El alboroto se extendió más allá de las dos campañas. La presidenta pro tempore del Senado estatal Louise Lucas publicó: “Virginia es para amantes, no chivatos”, en X después de que los demócratas barrieran las oficinas estatales, y compartió un video generado por IA que mostraba a Jones pateando a Miyares, según The Daily Wire, que enlazó a las publicaciones. (Otros medios importantes no confirmaron independientemente el video de IA.)
Jones, de 36 años, sucederá a Miyares en enero.
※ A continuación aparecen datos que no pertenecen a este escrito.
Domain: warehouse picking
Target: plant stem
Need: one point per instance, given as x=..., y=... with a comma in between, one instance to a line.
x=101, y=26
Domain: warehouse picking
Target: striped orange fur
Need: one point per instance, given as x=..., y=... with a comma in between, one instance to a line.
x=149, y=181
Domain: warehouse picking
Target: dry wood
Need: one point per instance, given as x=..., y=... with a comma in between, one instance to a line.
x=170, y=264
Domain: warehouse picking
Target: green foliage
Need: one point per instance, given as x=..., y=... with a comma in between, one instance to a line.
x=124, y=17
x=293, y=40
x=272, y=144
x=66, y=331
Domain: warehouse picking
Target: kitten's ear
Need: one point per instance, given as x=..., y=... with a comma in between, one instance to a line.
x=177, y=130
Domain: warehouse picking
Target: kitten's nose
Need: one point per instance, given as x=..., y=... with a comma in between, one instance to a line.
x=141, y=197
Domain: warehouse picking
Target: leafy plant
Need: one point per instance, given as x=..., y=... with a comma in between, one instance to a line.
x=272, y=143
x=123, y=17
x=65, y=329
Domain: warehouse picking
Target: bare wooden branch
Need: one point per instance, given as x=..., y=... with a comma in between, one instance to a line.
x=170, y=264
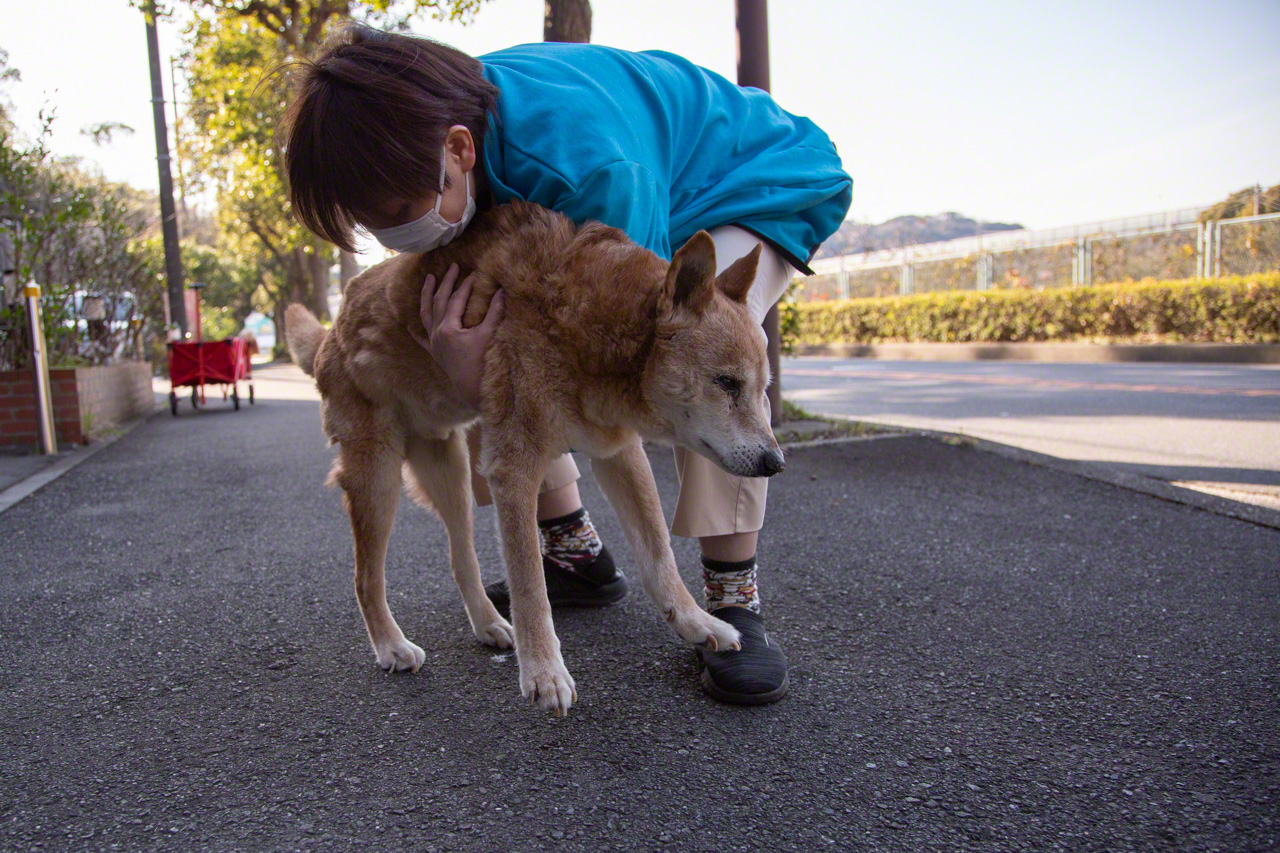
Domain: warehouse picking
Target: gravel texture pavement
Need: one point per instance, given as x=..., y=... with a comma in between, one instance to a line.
x=986, y=655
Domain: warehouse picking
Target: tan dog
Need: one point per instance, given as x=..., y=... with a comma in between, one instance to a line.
x=602, y=343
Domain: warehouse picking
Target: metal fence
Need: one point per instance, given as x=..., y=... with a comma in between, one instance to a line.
x=1165, y=246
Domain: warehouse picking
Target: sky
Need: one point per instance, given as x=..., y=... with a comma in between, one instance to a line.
x=1038, y=113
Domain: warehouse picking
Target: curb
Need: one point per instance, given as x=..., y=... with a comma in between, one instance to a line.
x=40, y=479
x=1147, y=486
x=1056, y=352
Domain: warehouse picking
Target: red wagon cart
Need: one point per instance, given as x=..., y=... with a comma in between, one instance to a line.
x=200, y=363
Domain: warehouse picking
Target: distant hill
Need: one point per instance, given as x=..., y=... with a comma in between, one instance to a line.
x=1246, y=203
x=905, y=231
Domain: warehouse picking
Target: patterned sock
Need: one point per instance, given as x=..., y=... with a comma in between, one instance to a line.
x=571, y=541
x=730, y=583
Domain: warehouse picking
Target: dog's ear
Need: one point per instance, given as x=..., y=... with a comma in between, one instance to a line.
x=690, y=278
x=736, y=281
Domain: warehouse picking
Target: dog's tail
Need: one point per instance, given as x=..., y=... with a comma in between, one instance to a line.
x=304, y=333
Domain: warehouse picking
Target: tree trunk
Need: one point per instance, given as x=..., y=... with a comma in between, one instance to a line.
x=348, y=268
x=567, y=21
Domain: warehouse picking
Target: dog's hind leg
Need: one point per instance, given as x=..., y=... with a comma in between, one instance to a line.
x=543, y=678
x=369, y=474
x=442, y=471
x=627, y=482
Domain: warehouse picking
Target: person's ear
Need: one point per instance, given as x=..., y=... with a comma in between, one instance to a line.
x=460, y=144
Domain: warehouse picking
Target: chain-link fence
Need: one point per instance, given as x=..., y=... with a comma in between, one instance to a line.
x=1179, y=247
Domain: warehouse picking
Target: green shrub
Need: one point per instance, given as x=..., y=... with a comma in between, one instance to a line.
x=1229, y=310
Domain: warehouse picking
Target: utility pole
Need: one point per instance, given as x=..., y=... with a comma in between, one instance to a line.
x=753, y=69
x=168, y=219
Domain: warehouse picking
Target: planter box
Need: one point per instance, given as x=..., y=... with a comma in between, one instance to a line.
x=86, y=402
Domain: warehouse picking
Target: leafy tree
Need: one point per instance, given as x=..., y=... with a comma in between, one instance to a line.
x=234, y=49
x=73, y=232
x=567, y=21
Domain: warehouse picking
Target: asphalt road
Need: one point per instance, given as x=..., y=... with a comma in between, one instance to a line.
x=1206, y=425
x=986, y=655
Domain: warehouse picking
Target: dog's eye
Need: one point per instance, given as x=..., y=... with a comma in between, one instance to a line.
x=731, y=386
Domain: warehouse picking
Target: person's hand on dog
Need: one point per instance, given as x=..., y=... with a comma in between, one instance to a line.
x=457, y=350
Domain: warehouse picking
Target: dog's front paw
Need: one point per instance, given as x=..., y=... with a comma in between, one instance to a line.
x=398, y=655
x=548, y=685
x=497, y=633
x=695, y=625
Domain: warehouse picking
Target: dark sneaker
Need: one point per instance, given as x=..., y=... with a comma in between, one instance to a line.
x=595, y=585
x=758, y=674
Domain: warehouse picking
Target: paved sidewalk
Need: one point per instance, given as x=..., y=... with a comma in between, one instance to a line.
x=986, y=655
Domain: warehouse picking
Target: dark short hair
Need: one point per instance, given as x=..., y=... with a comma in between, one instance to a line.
x=368, y=122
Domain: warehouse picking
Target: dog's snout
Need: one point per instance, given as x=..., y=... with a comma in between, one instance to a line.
x=771, y=463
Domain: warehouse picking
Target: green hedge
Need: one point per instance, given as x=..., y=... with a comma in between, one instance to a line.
x=1233, y=310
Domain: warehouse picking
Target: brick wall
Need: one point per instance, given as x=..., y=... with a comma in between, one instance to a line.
x=97, y=398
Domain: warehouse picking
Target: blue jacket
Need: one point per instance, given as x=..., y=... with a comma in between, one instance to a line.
x=659, y=147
Ha dicho que priorizará la protección al consumidor, la seguridad pública y la defensa de las leyes estatales en la corte, mientras adopta una postura más confrontacional hacia las políticas de la administración Trump que su predecesor. Miyares, elegido en 2021, enfatizó las procesamientos por fentanilo y otras iniciativas de seguridad pública durante su mandato y prometió una transición suave.
Lo que muestra el resultado: Aunque el episodio de mensajes de texto dominó las semanas finales, los votantes de Virginia ultimately se dividieron a lo largo de líneas partidistas similares a las vistas en la elección para gobernador. Análisis de AP y Politico apuntaron a un amplio descontento con Trump y las políticas federales entre bloques clave de Virginia —particularmente votantes suburbanos y trabajadores federales— como una fuerza mayor en la barrida de los demócratas.